Lebih besar dari yang diperkirakan
Dengan memasukkan informasi tentang taksa yang sering kurang dipelajari dan termasuk tanggapan dari para ahli yang kurang terwakili. Studi tersebut akhirnya menemukan bahwa hilangnya keanekaragaman hayati global dari tahun 1500 hingga sekarang. Dampaknya bisa lebih besar dari yang diperkirakan sebelumnya.
Sedangkan rekan penulis dari Universitas Tokyo, Jepang, Akira Mori mengungkapkan bahwa keanekaragaman hayati bersifat sangat regional. Karena itu, upaya penelitian yang dilakukan adalah untuk menyatukan pendapat para ahli regional dari seluruh dunia belum pernah terjadi sebelumnya.
“Dari perspektif keragaman dan inklusivitas sosial dan budaya, meskipun belum tentu lengkap, saya yakin kami telah memberikan saran-saran tertentu untuk diskusi kebijakan internasional di masa depan,” ungkapnya.
Hal lain yang bisa dipetik dari temuan itu adalah hilangnya keanekaragaman hayati global kemungkinan besar akan berdampak berbahaya pada ekosistem dan mengurangi kontribusi alam bagi manusia.
Hal yang perlu dilakukan untuk mengatasi kehilangan itu menurut Profesor Knops adalah harus ada strategi pembagian lahan berfokus pada pemikiran tentang bagaimana pertanian dan kota dapat hidup berdampingan dengan keanekaragaman hayati.

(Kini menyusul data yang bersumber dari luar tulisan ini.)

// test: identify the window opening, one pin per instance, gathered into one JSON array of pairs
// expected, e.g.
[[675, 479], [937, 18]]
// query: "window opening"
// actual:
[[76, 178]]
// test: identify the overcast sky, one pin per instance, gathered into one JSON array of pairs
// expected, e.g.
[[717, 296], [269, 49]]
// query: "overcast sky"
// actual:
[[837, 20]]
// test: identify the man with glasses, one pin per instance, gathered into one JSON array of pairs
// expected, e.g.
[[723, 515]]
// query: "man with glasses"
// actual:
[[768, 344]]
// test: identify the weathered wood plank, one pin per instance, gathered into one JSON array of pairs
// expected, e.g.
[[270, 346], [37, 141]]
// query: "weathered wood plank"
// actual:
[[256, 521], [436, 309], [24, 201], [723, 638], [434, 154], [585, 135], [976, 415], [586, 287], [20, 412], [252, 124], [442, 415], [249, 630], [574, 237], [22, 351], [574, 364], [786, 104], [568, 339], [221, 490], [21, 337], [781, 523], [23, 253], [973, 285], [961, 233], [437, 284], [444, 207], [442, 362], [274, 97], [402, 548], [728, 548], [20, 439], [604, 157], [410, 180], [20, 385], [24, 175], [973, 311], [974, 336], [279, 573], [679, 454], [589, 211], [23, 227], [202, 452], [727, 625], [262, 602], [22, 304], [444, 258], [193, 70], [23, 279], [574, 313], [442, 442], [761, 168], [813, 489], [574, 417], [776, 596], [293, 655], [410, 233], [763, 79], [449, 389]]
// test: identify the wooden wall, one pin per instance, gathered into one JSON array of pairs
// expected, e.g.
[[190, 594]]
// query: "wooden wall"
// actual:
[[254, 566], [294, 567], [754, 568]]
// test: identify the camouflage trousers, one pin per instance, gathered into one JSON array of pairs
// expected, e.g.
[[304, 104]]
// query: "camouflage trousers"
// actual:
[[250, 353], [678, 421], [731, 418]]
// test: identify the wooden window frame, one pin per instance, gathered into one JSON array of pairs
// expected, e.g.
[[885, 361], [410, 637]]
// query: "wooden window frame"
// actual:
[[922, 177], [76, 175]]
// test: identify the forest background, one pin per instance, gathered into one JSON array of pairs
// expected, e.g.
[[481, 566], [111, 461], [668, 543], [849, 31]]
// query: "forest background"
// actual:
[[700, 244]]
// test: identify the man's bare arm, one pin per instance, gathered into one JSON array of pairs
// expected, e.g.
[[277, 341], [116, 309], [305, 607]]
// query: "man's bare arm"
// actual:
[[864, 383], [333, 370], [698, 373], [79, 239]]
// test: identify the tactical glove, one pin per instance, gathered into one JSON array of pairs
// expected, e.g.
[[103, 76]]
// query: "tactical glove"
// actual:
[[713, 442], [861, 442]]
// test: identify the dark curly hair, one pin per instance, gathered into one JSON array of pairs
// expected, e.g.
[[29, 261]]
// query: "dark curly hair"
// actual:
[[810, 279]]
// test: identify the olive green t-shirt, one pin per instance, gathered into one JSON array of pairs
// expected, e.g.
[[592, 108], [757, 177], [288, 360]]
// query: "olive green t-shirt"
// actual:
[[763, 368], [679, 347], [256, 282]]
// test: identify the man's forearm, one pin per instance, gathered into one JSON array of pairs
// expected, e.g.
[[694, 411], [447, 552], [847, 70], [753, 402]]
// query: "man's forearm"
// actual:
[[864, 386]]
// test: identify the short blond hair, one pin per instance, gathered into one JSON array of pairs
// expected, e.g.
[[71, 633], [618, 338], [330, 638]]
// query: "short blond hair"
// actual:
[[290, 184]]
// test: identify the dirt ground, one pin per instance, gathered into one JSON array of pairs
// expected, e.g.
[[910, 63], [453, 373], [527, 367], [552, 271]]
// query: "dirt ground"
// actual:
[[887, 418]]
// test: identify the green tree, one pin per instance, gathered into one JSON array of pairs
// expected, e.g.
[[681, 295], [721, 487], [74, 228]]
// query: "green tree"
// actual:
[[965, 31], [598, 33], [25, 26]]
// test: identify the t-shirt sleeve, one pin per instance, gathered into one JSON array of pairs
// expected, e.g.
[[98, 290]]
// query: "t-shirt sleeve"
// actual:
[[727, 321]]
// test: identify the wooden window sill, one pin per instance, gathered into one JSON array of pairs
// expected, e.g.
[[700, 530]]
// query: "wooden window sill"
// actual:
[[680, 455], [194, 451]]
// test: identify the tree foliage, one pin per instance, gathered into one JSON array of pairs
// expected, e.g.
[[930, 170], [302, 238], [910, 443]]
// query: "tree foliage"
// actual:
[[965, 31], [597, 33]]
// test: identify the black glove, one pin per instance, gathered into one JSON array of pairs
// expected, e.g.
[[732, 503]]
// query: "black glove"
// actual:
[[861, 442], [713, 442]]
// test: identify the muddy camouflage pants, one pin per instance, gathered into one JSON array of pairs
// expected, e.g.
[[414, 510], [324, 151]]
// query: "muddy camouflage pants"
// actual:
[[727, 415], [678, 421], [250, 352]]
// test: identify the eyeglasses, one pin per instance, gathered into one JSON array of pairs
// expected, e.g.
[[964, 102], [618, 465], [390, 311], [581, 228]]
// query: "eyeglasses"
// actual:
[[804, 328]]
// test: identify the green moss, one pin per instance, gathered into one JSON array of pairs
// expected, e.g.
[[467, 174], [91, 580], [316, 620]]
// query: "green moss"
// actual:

“Strategi penghematan lahan memperluas ukuran kawasan lindung untuk meningkatkan keanekaragaman hayati sambil mempertahankan praktik pertanian intensif di tempat lain,” jelasnya.
Karena secara historis, ada penekanan yang lebih besar pada penghematan lahan dan pembuatan cagar alam, yang diajukan terutama oleh laki-laki kulit putih Amerika Utara dan Eropa.
“Perempuan dan orang-orang di Cina, Amerika Selatan dan Afrika, lebih menekankan pada pembagian tanah. Temuan ini menunjukkan bahwa mungkin ada fokus yang tidak proporsional pada penghematan lahan. Harus ada lebih banyak pertimbangan untuk pembagian lahan,” tambahnya.
Jika kita tidak bisa mengantisipasi kehilangan keanekaragaman hayati, maka bisa jadi “kiamat” bagi ekosistem. Karena setiap spesies memiliki rantai makanannya sendiri dan perlu berinteraksi dengan spesies lain dalam ekosistem, yang masing-masing penting bagi ekosistem.